Gilchrist’s research accomplishments are well recognized. He was honored as a distinguished scholar at Vriji Universiteit, Amsterdam (1993); the E.S. Luttrell Memorial Lecturer, University of Georgia (1997); the Rosie Perez Memorial Lecturer, North Carolina State University (1999); a fellow, American Association for the Advancement of Science (AAAS, 2001); and a distinguished scientist, University of Western Australia (2002).
Gilchrist has contributed extensively in teaching, service, and outreach, including substantive contributions to APS directly or through programs that impact APS and its membership.

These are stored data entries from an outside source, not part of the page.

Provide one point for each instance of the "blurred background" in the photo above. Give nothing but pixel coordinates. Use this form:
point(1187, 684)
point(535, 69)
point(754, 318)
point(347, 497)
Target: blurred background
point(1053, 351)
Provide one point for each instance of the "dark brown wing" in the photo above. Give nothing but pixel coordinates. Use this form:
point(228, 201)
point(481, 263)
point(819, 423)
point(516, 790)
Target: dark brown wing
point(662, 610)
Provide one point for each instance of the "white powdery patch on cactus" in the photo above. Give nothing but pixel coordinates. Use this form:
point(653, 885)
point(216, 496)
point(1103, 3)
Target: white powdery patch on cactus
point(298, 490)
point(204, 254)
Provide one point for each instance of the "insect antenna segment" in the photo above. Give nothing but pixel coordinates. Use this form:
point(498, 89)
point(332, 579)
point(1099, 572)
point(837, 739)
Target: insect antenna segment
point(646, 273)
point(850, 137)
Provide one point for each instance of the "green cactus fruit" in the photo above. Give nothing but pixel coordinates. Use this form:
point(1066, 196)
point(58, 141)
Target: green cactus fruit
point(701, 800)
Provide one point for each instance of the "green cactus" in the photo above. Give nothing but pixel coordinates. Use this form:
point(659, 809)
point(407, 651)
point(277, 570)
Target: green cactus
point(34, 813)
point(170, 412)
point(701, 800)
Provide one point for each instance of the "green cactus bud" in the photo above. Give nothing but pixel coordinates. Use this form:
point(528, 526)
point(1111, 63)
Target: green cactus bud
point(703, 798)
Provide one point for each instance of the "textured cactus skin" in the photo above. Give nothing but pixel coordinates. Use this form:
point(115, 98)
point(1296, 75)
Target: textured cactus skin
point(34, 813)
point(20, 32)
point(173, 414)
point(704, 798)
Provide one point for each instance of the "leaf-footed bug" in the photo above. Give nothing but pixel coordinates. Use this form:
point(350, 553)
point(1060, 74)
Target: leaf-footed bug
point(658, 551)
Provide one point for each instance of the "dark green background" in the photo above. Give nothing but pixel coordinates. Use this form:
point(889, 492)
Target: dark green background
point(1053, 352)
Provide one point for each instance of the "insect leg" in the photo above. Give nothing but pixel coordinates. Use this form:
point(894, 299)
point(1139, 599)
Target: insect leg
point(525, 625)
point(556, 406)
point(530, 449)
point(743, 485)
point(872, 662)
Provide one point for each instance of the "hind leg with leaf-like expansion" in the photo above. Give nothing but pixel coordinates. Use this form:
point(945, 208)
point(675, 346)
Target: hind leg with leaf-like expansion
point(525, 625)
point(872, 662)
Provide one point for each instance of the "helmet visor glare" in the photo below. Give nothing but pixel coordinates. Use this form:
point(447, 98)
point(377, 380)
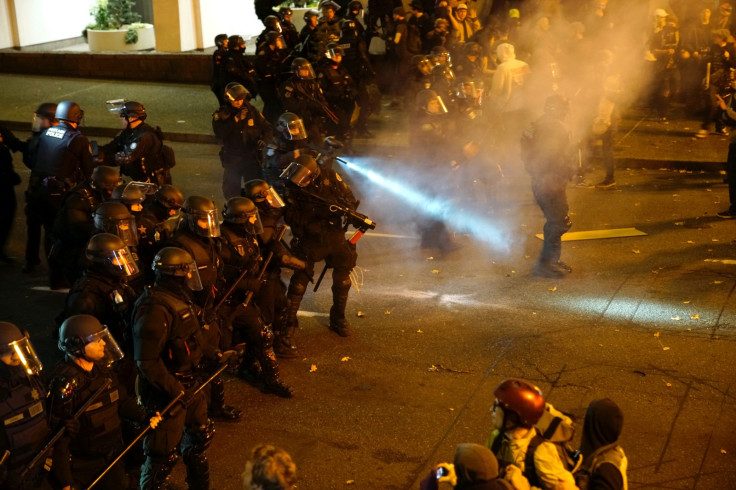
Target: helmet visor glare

He has been the APS affiliate representative to AAAS from 2001 to 2007. He is highly regarded as a teacher and has mentored a number of graduate students in plant pathology and other disciplines who have gone on to successful careers. He is an accomplished speaker with a knack for capturing the essence of an issue in a clever phrase that helps his audience identify and retain the salient points. His outreach efforts deserve special note. As director of the NSF-funded Partnership for Plant Genomics Education (PPGE), he and his staff have developed novel educational software for introducing biotechnology to high school biology students, with an overall national contact of more than 5,000 schools in the past 10 years. PPGE also developed and supports a widely recognized “Biotechnology in the Classroom” curriculum and laboratory kit loan program. Over the past decade, 30,000 northern California area students have used these hands-on biotechnology exercises not otherwise accessible at the local school level.